Search code examples
boto3amazon-ecsamazon-efs

AWS EFS Mounting To ECS Fargate Task Fails Abruptly


I'm using Boto3 to run a task definition using Fargate and also mount an empty EFS system to it.

The SDK code:

def run_fargate_task(self):
    response = self.ecs.run_task(
        cluster='XXXXXXXX',
        count=1,
        enableECSManagedTags=True,
        launchType='FARGATE',
        networkConfiguration={
            'awsvpcConfiguration': {
                'securityGroups': [
                    'sg-XXXXXXXXXXXXXXXXX',
                ],
                'subnets': [
                    'subnet-XXXXXXXXXXXXXXXXX',
                    'subnet-XXXXXXXXXXXXXXXXX',
                ],
                'assignPublicIp': 'ENABLED'
            }
        },
        taskDefinition='XXXXX:1'
    )

When I run the run_fargate_task() function it succeeds most of the time with this response metadata:

"ResponseMetadata": {
    "RequestId": "XXXXXXXX-XXXX-XXXX-XXXX-XXXXXXXXXXXX",
    "HTTPStatusCode": 200,
    "HTTPHeaders": {
        "x-amzn-requestid": "XXXXXXXX-XXXX-XXXX-XXXX-XXXXXXXXXXXX",
        "content-type": "application/x-amz-json-1.1",
        "content-length": "1297",
        "date": "Fri, 11 Jun 2021 14:34:46 GMT",
    },
    "RetryAttempts": 0,
},

But sometimes I get this error:

ResourceInitializationError: failed to invoke EFS utils commands to set up EFS volumes: stderr: Failed to resolve "fs-XXXXXX.efs.us-east-2.amazonaws.com" - check that your file system ID is correct.

I'm sure the EFS system ID is correct since it sometimes succeeds without any change to the code.

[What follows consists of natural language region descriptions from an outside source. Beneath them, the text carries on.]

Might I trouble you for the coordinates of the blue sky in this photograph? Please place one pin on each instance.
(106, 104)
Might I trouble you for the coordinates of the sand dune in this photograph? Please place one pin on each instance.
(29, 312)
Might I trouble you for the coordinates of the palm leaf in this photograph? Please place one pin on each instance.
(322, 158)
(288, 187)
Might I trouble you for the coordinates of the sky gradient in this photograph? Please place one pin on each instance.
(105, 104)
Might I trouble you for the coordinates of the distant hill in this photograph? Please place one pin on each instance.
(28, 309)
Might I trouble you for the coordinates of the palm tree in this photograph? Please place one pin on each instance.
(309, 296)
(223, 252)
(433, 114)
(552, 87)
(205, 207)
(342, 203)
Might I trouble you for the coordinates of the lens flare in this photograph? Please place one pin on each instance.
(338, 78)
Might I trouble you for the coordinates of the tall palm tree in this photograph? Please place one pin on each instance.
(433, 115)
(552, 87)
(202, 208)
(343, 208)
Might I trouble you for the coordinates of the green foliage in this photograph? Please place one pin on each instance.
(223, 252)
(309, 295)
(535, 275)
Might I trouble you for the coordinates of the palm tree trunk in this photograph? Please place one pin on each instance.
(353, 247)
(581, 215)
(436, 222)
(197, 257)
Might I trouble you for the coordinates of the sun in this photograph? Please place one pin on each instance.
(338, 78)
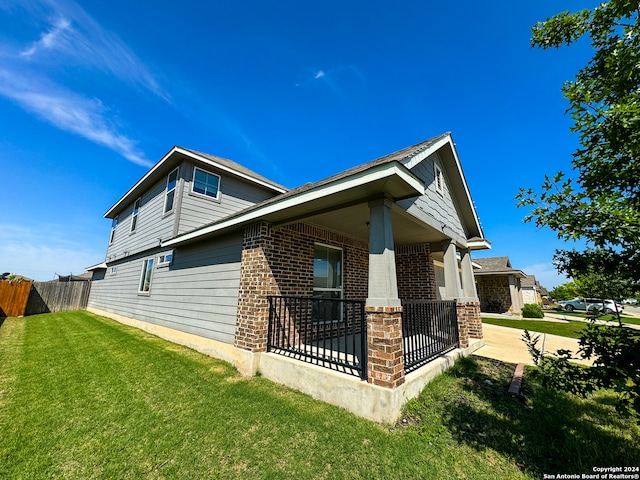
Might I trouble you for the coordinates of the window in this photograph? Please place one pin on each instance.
(327, 282)
(114, 224)
(134, 215)
(439, 179)
(165, 259)
(145, 276)
(172, 181)
(205, 183)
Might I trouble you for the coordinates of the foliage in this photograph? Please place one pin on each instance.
(565, 291)
(532, 310)
(616, 366)
(601, 204)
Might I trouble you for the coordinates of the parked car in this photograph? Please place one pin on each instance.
(608, 307)
(589, 304)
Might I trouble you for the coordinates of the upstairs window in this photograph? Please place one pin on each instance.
(114, 224)
(439, 179)
(327, 283)
(145, 276)
(205, 183)
(165, 259)
(134, 215)
(172, 181)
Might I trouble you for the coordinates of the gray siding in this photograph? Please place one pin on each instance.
(434, 208)
(151, 224)
(235, 195)
(197, 293)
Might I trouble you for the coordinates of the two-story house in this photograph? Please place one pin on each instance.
(350, 289)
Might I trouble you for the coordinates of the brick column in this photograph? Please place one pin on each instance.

Also, I'm sure my security group's inbound rule is set for EFS with port 2049.

Also, I made sure I'm not running multiple tasks with the same EFS system ID.

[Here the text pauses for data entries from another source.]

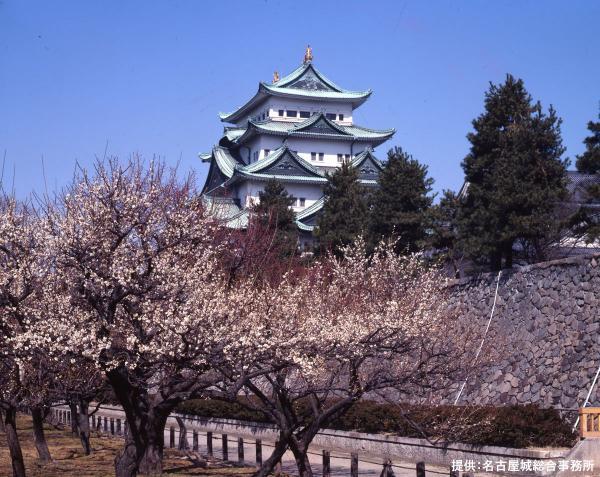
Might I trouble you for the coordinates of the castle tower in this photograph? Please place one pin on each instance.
(295, 129)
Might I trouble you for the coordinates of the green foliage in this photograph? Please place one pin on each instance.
(589, 161)
(274, 212)
(515, 175)
(344, 214)
(509, 426)
(400, 204)
(442, 218)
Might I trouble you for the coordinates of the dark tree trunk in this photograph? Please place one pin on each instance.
(183, 445)
(16, 456)
(269, 464)
(146, 417)
(41, 445)
(508, 254)
(300, 451)
(74, 429)
(83, 423)
(496, 260)
(126, 461)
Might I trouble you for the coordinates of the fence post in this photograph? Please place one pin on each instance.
(354, 464)
(278, 465)
(195, 441)
(258, 452)
(225, 449)
(209, 443)
(387, 469)
(240, 450)
(326, 464)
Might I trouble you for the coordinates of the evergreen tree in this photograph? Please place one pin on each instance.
(344, 214)
(515, 175)
(442, 217)
(400, 205)
(274, 212)
(589, 161)
(586, 222)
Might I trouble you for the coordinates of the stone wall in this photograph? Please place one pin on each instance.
(544, 337)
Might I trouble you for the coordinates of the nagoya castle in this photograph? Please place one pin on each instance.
(295, 130)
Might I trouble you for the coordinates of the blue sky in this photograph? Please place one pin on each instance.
(150, 77)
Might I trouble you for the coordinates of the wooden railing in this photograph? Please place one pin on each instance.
(589, 422)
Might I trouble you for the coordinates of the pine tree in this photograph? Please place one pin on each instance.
(589, 161)
(586, 222)
(273, 212)
(344, 214)
(515, 175)
(400, 205)
(442, 218)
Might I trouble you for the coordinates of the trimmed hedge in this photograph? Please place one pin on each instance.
(506, 426)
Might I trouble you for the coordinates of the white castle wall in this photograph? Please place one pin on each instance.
(249, 190)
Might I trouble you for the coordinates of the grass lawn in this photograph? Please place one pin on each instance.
(69, 460)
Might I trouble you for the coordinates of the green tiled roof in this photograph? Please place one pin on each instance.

Even after stopping the task (when it runs successfully) and waiting a few minutes (hoping the EFS system is not held by the old task) the problem still persists.


Solution

  • You have specified 2 subnets for fargate. Does your EFS filesystem contain a mount point for both AZs/subnets?

    As @jordanm commented above this was my problem indeed.